Garanties en risico’s
Nationaal en in Europees verband zijn het afgelopen jaar belangrijke stappen gezet om de economische crisis te bedwingen en een stabiele en weerbare situatie te bevorderen. Belangrijk voor Nederland daarbij is het scherp in kaart brengen en waar mogelijk verminderen van financiële risico’s voor de overheid. Een goede uitgangspositie stelt de overheid in staat om ook in de toekomst schokken op te vangen. Zo zijn in 2013 uitstaande garanties in omvang teruggebracht: van 258 miljard tot 214 miljard euro. De omvang van het aantal leningen en achterborgstellingen steeg slechts licht. Onder meer de redding van SNS Reaal zorgde voor een forse toename van de risico’s voor de overheid. De afwikkeling van de Alt-A-portefeuille van ING verminderde juist het uitstaande risico.

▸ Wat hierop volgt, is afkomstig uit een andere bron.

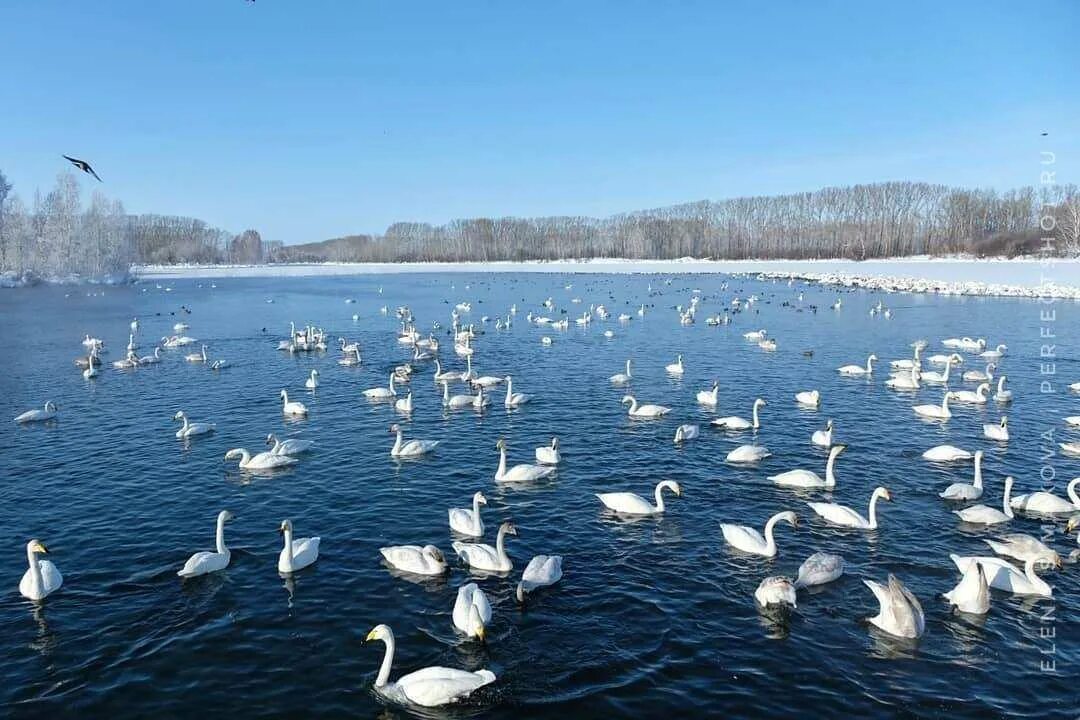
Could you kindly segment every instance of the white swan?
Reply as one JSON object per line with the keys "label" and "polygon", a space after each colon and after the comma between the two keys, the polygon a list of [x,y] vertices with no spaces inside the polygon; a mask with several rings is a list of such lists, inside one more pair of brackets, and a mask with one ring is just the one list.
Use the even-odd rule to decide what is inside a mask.
{"label": "white swan", "polygon": [[866,358],[866,367],[862,365],[845,365],[842,367],[836,368],[836,371],[840,375],[870,375],[874,372],[874,363],[877,361],[877,355],[870,354]]}
{"label": "white swan", "polygon": [[985,405],[986,396],[990,392],[990,383],[984,382],[975,389],[975,392],[970,390],[957,390],[953,392],[953,399],[957,403],[973,403],[975,405]]}
{"label": "white swan", "polygon": [[729,416],[727,418],[716,418],[711,424],[716,427],[723,427],[724,430],[750,430],[751,427],[757,430],[761,426],[760,419],[757,416],[758,409],[765,407],[766,405],[768,405],[768,403],[760,397],[754,400],[753,422],[738,416]]}
{"label": "white swan", "polygon": [[675,429],[675,445],[692,440],[701,434],[698,425],[684,424]]}
{"label": "white swan", "polygon": [[931,462],[956,462],[957,460],[971,460],[972,454],[955,445],[935,445],[922,453],[923,460]]}
{"label": "white swan", "polygon": [[764,445],[740,445],[731,450],[724,459],[734,463],[754,463],[765,460],[772,453]]}
{"label": "white swan", "polygon": [[630,410],[626,412],[631,418],[661,418],[672,411],[670,407],[663,405],[638,405],[633,395],[624,395],[622,404],[630,403]]}
{"label": "white swan", "polygon": [[1008,376],[998,376],[998,390],[994,393],[994,399],[998,403],[1011,403],[1012,402],[1012,391],[1005,390],[1005,378]]}
{"label": "white swan", "polygon": [[1009,418],[1001,416],[997,423],[987,422],[983,424],[983,437],[991,440],[1009,440]]}
{"label": "white swan", "polygon": [[1013,518],[1012,506],[1009,504],[1009,495],[1012,493],[1013,478],[1010,475],[1005,478],[1005,494],[1001,503],[1002,510],[989,507],[988,505],[972,505],[963,510],[953,511],[953,514],[964,522],[972,525],[999,525],[1008,522]]}
{"label": "white swan", "polygon": [[814,553],[799,566],[795,587],[813,587],[831,583],[843,574],[843,558],[828,553]]}
{"label": "white swan", "polygon": [[825,422],[824,430],[813,431],[813,435],[810,436],[810,441],[821,448],[828,448],[833,446],[833,420],[829,419]]}
{"label": "white swan", "polygon": [[869,518],[865,518],[847,505],[837,503],[807,503],[810,510],[824,518],[826,522],[843,526],[846,528],[859,528],[861,530],[877,529],[877,502],[878,500],[892,501],[892,494],[887,488],[875,488],[870,494]]}
{"label": "white swan", "polygon": [[434,545],[388,545],[379,553],[392,568],[414,575],[441,575],[446,572],[446,557]]}
{"label": "white swan", "polygon": [[983,566],[978,562],[970,563],[956,587],[942,597],[960,612],[985,615],[990,609],[990,590]]}
{"label": "white swan", "polygon": [[[1053,597],[1053,589],[1047,581],[1035,574],[1035,566],[1038,562],[1035,558],[1028,558],[1024,562],[1023,572],[1017,570],[1011,562],[996,557],[949,555],[949,558],[959,568],[960,572],[967,572],[968,566],[972,562],[983,566],[983,571],[986,573],[986,582],[990,584],[990,587],[996,587],[999,590],[1005,590],[1013,595]],[[1061,560],[1057,561],[1056,567],[1061,567]]]}
{"label": "white swan", "polygon": [[499,534],[495,538],[495,547],[484,543],[454,542],[454,552],[465,561],[472,570],[483,570],[487,572],[510,572],[514,569],[514,563],[507,555],[507,535],[516,535],[517,528],[513,522],[507,521],[499,526]]}
{"label": "white swan", "polygon": [[507,376],[505,380],[507,380],[507,397],[502,402],[502,405],[504,407],[508,408],[519,407],[528,403],[530,399],[532,399],[531,395],[514,392],[514,379],[511,378],[509,375]]}
{"label": "white swan", "polygon": [[983,451],[975,450],[975,479],[971,485],[954,483],[937,494],[945,500],[978,500],[983,497]]}
{"label": "white swan", "polygon": [[390,432],[395,435],[394,446],[390,448],[391,458],[416,458],[431,452],[441,440],[409,440],[405,443],[401,425],[394,423],[390,425]]}
{"label": "white swan", "polygon": [[863,583],[870,588],[880,606],[878,614],[867,619],[872,625],[901,638],[922,635],[927,628],[922,606],[895,575],[890,573],[885,585],[873,580],[863,580]]}
{"label": "white swan", "polygon": [[483,492],[473,493],[472,510],[468,507],[451,507],[447,511],[450,518],[450,530],[470,538],[484,536],[484,519],[480,516],[480,506],[487,504]]}
{"label": "white swan", "polygon": [[485,626],[491,622],[491,603],[476,583],[467,583],[458,588],[454,601],[454,627],[465,637],[484,640]]}
{"label": "white swan", "polygon": [[948,399],[953,393],[945,393],[942,397],[941,406],[937,405],[916,405],[912,408],[915,415],[922,416],[923,418],[931,418],[933,420],[948,420],[953,417],[953,412],[948,409]]}
{"label": "white swan", "polygon": [[[484,389],[481,388],[481,393],[483,392]],[[449,383],[443,383],[443,407],[445,408],[460,410],[461,408],[472,407],[476,402],[476,395],[450,395]]]}
{"label": "white swan", "polygon": [[608,380],[611,381],[612,385],[625,385],[633,379],[633,377],[634,376],[630,373],[630,361],[626,361],[626,371],[616,372],[610,378],[608,378]]}
{"label": "white swan", "polygon": [[279,456],[298,456],[307,452],[315,446],[314,440],[301,440],[296,437],[291,437],[284,443],[278,439],[278,436],[273,433],[267,435],[267,445],[273,446],[270,452]]}
{"label": "white swan", "polygon": [[1009,506],[1026,513],[1038,513],[1040,515],[1067,515],[1080,511],[1080,495],[1077,494],[1077,486],[1080,485],[1080,477],[1075,477],[1065,486],[1065,494],[1068,500],[1059,498],[1052,492],[1042,490],[1030,494],[1016,495]]}
{"label": "white swan", "polygon": [[243,470],[273,470],[285,467],[300,462],[296,458],[285,454],[276,454],[271,450],[252,454],[244,448],[233,448],[225,453],[226,460],[240,459],[240,467]]}
{"label": "white swan", "polygon": [[43,410],[27,410],[26,412],[16,416],[15,422],[45,422],[46,420],[54,420],[56,418],[56,403],[52,400],[45,400],[45,409]]}
{"label": "white swan", "polygon": [[298,572],[319,559],[321,538],[293,540],[293,521],[289,519],[282,520],[278,531],[284,540],[284,546],[278,555],[278,572]]}
{"label": "white swan", "polygon": [[753,555],[775,557],[777,541],[772,536],[772,529],[780,520],[791,524],[793,528],[799,527],[799,520],[795,516],[795,513],[784,511],[769,518],[769,521],[765,524],[764,535],[755,528],[745,525],[729,525],[727,522],[720,524],[720,532],[724,533],[724,540],[737,549]]}
{"label": "white swan", "polygon": [[44,600],[50,594],[58,590],[64,584],[64,575],[56,569],[52,560],[42,560],[38,554],[48,555],[49,548],[40,540],[26,543],[26,561],[28,567],[18,581],[18,592],[27,600]]}
{"label": "white swan", "polygon": [[369,400],[388,400],[391,397],[396,397],[397,391],[394,390],[394,373],[390,373],[390,386],[389,388],[369,388],[364,391],[364,397]]}
{"label": "white swan", "polygon": [[413,703],[422,707],[437,707],[468,697],[477,689],[495,682],[490,670],[469,673],[453,667],[426,667],[390,682],[390,668],[394,663],[394,634],[387,625],[377,625],[364,638],[365,642],[382,640],[387,653],[382,657],[375,690],[396,703]]}
{"label": "white swan", "polygon": [[792,488],[835,488],[836,475],[833,474],[833,465],[841,452],[848,449],[847,445],[834,445],[828,451],[828,461],[825,463],[825,479],[821,479],[818,473],[809,470],[789,470],[779,475],[770,475],[769,479],[777,485],[784,485]]}
{"label": "white swan", "polygon": [[754,600],[762,608],[774,604],[799,607],[795,596],[795,585],[791,579],[782,575],[771,575],[762,580],[754,590]]}
{"label": "white swan", "polygon": [[922,371],[919,366],[916,365],[910,369],[909,372],[901,372],[896,377],[889,378],[885,381],[886,388],[892,388],[893,390],[918,390],[919,379],[922,377]]}
{"label": "white swan", "polygon": [[204,551],[202,553],[195,553],[188,558],[188,561],[184,563],[184,567],[176,573],[180,578],[194,578],[197,575],[205,575],[211,572],[217,572],[218,570],[225,570],[229,567],[229,559],[232,554],[229,548],[225,545],[225,524],[232,519],[232,513],[227,510],[222,510],[217,514],[217,529],[215,533],[215,549],[214,552]]}
{"label": "white swan", "polygon": [[656,505],[633,492],[598,492],[596,497],[599,498],[605,507],[621,515],[660,515],[665,510],[664,490],[674,492],[676,497],[683,494],[683,489],[675,480],[661,480],[657,483],[653,491],[653,497],[657,499]]}
{"label": "white swan", "polygon": [[712,390],[699,390],[698,391],[698,404],[704,405],[705,407],[716,407],[719,402],[720,394],[720,382],[719,380],[713,380]]}
{"label": "white swan", "polygon": [[669,375],[683,375],[685,371],[683,368],[683,356],[676,355],[675,362],[665,365],[664,370],[666,370]]}
{"label": "white swan", "polygon": [[188,437],[197,437],[199,435],[208,435],[214,432],[215,425],[212,422],[189,422],[188,416],[184,410],[177,411],[173,416],[173,420],[183,420],[184,425],[176,431],[177,439],[186,439]]}
{"label": "white swan", "polygon": [[551,438],[551,445],[543,445],[536,450],[537,462],[541,465],[557,465],[563,462],[558,451],[558,438]]}
{"label": "white swan", "polygon": [[974,381],[974,382],[983,382],[983,381],[989,382],[990,380],[994,380],[994,370],[996,370],[996,369],[997,369],[997,365],[995,365],[994,363],[989,363],[986,366],[986,371],[985,372],[983,370],[968,370],[962,376],[960,376],[960,378],[962,380],[968,380],[969,382],[972,382],[972,381]]}
{"label": "white swan", "polygon": [[281,391],[281,411],[283,415],[306,416],[308,415],[308,407],[297,400],[289,403],[288,393],[283,388]]}
{"label": "white swan", "polygon": [[499,451],[499,467],[495,471],[496,483],[531,483],[540,480],[555,472],[554,465],[529,465],[522,463],[507,468],[507,440],[499,438],[495,444]]}
{"label": "white swan", "polygon": [[[1067,527],[1065,531],[1068,533],[1069,530]],[[1021,562],[1035,559],[1043,565],[1057,565],[1062,561],[1062,557],[1057,554],[1057,551],[1047,547],[1038,538],[1032,538],[1023,532],[1013,532],[1000,535],[994,540],[987,539],[984,542],[998,555],[1004,555]]]}
{"label": "white swan", "polygon": [[517,583],[515,596],[517,601],[525,602],[525,594],[538,587],[549,587],[563,579],[562,555],[537,555],[525,566],[522,581]]}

Risico’s voor de overheid dalen ook door gericht beleid. De Europese bankenunie – waarvoor in 2013 het fundament is gelegd – zorgt er in de toekomst voor dat kosten van falende banken niet bij de overheid komen te liggen. Risico’s bij decentrale overheden zijn verminderd door invoering van verplicht schatkistbankieren. Dit heeft een schuldreducerend effect van 5,6 miljard euro in 2013. In 2013 is verder de Wet Houdbare Overheidsfinanciën (Wet Hof) van kracht geworden. Met deze wet zijn de Europese begrotingsafspraken voor EMU-saldo en EMU-schuld en de uitgangspunten van het Nederlands trendmatig begrotingsbeleid verankerd in nationale wetgeving.
Het Financieel Jaarverslag van het Rijk, de departementale jaarverslagen en alle andere verantwoordingsstukken zijn te raadplegen via Rijksfinanciën Online op www.rijksfinanciën.nl en via de websites www.rijksoverheid.nl en www.rijksbegroting.nl.